O Credo confessa Deus como “Pai todo-poderoso”. A fé católica põe a omnipotência de Deus em relação com o título de Pai. Não é dominação arbitrária, mas soberania plena de sabedoria e de bondade à qual “nada é impossível” (Lc 1, 37; cf. Gn 18, 14). É a omnipotência amorosa de um pai: do “Pai de Nosso Senhor Jesus Cristo” (2Cor 1, 3) que nos comunica o seu Espírito. A omnipotência deste Pai não vem esmagar, mas, pelo contrário, suscitar a vida, fazer voltar ao bem o que se lhe opõe, levantar o que está caído e mesmo vencer a morte. Manifestada na Criação, ela afirma-se, de maneira soberana, na cruz e na ressurreição de Jesus.

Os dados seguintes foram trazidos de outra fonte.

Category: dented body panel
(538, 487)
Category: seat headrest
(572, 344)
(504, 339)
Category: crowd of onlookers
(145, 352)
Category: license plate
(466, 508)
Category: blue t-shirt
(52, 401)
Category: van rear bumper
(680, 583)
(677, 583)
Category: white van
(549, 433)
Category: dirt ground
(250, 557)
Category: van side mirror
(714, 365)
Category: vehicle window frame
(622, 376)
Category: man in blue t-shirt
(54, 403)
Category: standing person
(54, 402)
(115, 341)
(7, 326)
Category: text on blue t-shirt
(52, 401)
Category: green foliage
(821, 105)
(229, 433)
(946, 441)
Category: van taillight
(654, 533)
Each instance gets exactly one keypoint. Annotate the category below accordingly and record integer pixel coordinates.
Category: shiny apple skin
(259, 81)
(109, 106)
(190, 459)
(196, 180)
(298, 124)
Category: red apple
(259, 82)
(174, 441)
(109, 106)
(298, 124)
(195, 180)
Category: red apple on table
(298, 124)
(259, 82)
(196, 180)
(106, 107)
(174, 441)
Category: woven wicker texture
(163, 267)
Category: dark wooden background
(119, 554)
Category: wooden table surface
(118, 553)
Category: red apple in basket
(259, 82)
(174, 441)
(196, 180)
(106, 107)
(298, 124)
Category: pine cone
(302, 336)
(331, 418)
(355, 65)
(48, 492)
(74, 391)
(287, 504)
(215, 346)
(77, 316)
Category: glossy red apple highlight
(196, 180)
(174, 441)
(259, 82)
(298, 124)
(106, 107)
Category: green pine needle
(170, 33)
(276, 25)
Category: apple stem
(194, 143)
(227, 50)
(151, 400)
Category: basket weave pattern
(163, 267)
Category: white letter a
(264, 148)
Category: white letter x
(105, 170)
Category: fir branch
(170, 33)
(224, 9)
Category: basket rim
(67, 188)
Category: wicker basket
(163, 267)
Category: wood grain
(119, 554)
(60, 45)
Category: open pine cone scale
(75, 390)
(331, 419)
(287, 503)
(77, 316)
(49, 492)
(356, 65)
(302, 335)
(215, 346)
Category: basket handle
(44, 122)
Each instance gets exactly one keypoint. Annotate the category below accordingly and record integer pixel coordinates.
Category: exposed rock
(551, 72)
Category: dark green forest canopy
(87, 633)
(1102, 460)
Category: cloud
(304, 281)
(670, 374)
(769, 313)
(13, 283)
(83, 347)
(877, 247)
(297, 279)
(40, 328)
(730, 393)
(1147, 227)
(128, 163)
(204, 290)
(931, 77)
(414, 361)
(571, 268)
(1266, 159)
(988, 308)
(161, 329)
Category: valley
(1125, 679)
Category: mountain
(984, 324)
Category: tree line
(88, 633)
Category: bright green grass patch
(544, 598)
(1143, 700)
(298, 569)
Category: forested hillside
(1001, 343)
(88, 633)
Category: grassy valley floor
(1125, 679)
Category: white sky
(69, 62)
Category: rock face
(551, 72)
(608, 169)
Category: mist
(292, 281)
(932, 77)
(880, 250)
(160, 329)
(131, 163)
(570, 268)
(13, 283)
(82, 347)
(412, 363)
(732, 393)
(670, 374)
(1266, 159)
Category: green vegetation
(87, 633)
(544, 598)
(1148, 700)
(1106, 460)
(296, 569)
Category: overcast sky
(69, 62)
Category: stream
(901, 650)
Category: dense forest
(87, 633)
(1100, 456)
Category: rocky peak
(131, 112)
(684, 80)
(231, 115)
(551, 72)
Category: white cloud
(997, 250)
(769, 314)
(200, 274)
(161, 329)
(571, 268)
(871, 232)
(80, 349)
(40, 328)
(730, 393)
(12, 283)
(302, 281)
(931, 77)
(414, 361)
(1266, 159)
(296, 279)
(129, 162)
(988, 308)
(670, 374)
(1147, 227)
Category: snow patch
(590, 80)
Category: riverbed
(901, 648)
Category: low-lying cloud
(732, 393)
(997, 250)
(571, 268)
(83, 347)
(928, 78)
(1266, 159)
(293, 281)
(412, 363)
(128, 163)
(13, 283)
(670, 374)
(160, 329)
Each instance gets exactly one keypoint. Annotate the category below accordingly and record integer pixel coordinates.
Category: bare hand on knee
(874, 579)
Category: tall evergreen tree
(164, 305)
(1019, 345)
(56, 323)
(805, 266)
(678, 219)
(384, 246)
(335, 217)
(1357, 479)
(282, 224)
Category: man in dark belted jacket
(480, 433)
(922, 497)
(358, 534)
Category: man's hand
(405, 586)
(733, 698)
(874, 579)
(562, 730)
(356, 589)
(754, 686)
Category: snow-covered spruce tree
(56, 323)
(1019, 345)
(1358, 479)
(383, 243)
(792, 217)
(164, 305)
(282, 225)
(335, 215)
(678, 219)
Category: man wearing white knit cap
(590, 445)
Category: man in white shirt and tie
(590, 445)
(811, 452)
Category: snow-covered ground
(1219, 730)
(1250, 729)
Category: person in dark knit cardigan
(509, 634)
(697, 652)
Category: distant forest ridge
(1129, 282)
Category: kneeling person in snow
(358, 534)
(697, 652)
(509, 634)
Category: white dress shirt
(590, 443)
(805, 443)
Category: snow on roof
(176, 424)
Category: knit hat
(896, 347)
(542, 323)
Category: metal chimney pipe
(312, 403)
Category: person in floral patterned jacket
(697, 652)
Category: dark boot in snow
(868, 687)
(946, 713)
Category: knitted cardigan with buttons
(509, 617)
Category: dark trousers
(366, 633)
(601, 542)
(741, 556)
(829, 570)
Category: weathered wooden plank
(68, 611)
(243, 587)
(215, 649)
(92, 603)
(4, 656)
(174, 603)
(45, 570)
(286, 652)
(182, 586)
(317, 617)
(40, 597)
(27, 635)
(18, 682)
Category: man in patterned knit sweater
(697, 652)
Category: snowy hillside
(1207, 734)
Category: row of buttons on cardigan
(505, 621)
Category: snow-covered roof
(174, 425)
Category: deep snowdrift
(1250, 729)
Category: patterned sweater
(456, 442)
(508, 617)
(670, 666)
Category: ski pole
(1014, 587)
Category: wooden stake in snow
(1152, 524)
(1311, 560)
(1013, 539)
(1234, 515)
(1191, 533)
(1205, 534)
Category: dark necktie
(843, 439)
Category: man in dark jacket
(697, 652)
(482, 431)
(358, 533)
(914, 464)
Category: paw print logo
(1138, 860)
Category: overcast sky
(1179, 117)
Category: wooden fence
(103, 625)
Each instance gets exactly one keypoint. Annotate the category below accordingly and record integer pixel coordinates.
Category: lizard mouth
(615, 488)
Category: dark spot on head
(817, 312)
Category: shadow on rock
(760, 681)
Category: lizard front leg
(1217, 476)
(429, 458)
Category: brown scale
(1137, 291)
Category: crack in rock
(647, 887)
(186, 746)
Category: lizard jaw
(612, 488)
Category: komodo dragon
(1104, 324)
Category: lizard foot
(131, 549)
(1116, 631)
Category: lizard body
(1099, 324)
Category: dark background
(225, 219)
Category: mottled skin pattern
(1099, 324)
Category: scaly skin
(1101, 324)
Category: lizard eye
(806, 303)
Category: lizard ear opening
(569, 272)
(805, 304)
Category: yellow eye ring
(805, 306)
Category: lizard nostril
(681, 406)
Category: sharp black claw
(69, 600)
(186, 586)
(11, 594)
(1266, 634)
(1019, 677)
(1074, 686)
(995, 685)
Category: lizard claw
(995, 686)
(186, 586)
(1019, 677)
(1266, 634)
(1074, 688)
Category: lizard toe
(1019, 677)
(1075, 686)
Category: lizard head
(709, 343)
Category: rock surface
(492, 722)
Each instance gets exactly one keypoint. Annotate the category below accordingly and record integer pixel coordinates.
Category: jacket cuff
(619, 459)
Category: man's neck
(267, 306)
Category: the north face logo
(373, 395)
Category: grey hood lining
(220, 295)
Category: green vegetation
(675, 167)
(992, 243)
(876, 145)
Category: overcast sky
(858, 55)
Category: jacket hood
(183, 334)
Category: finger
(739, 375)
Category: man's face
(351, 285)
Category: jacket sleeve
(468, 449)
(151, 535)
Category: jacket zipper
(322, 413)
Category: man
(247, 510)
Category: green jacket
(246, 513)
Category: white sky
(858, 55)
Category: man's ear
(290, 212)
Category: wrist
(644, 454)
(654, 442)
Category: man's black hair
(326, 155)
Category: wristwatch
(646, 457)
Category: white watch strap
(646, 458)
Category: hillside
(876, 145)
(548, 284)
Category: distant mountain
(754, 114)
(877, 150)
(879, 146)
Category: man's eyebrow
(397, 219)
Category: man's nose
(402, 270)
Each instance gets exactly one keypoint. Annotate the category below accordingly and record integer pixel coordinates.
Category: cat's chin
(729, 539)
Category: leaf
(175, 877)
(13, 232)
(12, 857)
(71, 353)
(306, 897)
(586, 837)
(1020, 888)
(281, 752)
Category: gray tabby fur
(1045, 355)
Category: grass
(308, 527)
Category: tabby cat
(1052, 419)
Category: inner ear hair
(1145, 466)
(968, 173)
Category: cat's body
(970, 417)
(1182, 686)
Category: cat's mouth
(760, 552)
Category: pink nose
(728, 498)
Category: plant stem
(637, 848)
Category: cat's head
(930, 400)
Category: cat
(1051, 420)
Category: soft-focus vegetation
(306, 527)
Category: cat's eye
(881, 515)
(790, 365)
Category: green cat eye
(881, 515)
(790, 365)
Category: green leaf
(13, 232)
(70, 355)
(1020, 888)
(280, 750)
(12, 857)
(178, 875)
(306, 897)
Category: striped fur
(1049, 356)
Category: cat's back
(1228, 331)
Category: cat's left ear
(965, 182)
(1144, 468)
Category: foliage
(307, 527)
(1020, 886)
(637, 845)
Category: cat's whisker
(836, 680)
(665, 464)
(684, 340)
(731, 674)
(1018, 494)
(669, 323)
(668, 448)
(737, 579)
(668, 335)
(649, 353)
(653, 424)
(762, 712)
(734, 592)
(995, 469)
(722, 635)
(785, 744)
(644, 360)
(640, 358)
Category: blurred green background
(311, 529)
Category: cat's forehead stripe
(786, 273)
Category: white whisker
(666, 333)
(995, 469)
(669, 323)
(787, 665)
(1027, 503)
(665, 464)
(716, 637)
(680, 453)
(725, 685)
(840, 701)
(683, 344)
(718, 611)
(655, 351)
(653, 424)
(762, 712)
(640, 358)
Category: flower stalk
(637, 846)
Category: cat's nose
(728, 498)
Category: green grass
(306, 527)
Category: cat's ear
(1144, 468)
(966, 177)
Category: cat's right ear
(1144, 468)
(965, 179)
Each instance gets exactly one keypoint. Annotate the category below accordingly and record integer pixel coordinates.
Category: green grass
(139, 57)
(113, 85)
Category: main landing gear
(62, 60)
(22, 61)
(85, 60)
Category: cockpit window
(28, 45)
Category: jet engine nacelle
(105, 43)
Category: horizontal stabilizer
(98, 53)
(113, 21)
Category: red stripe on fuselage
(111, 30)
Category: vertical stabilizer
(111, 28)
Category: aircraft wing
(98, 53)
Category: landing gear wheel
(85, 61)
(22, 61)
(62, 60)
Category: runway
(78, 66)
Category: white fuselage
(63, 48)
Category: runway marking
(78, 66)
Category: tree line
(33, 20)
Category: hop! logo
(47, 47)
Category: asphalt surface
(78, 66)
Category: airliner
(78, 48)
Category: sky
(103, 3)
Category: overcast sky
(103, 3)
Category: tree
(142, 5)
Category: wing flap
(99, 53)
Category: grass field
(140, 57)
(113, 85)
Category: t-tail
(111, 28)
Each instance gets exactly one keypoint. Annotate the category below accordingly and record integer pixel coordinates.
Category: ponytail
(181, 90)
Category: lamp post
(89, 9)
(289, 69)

A fé na paternidade omnipotente de Deus exprime-se na piedade cristã como fé na Providência. A  fé cristã sabe que a bondade do Pai celeste envolve a existência dos seus filhos: Deus “faz com que tudo concorra para o seu bem” (Rm 8, 28). Não raramente se pergunta: “Então, onde está Deus?”. Ele diz-nos através do profeta Isaías: “Os meus pensamentos não são os vossos, nem os vossos caminhos são os meus” (Is 55, 8). A fé na Providência leva a uma atitude de profunda confiança e abandono e à oração, mas não justifica a nossa preguiça; pelo contrário, é fonte de generosidade, de coragem e de confiança.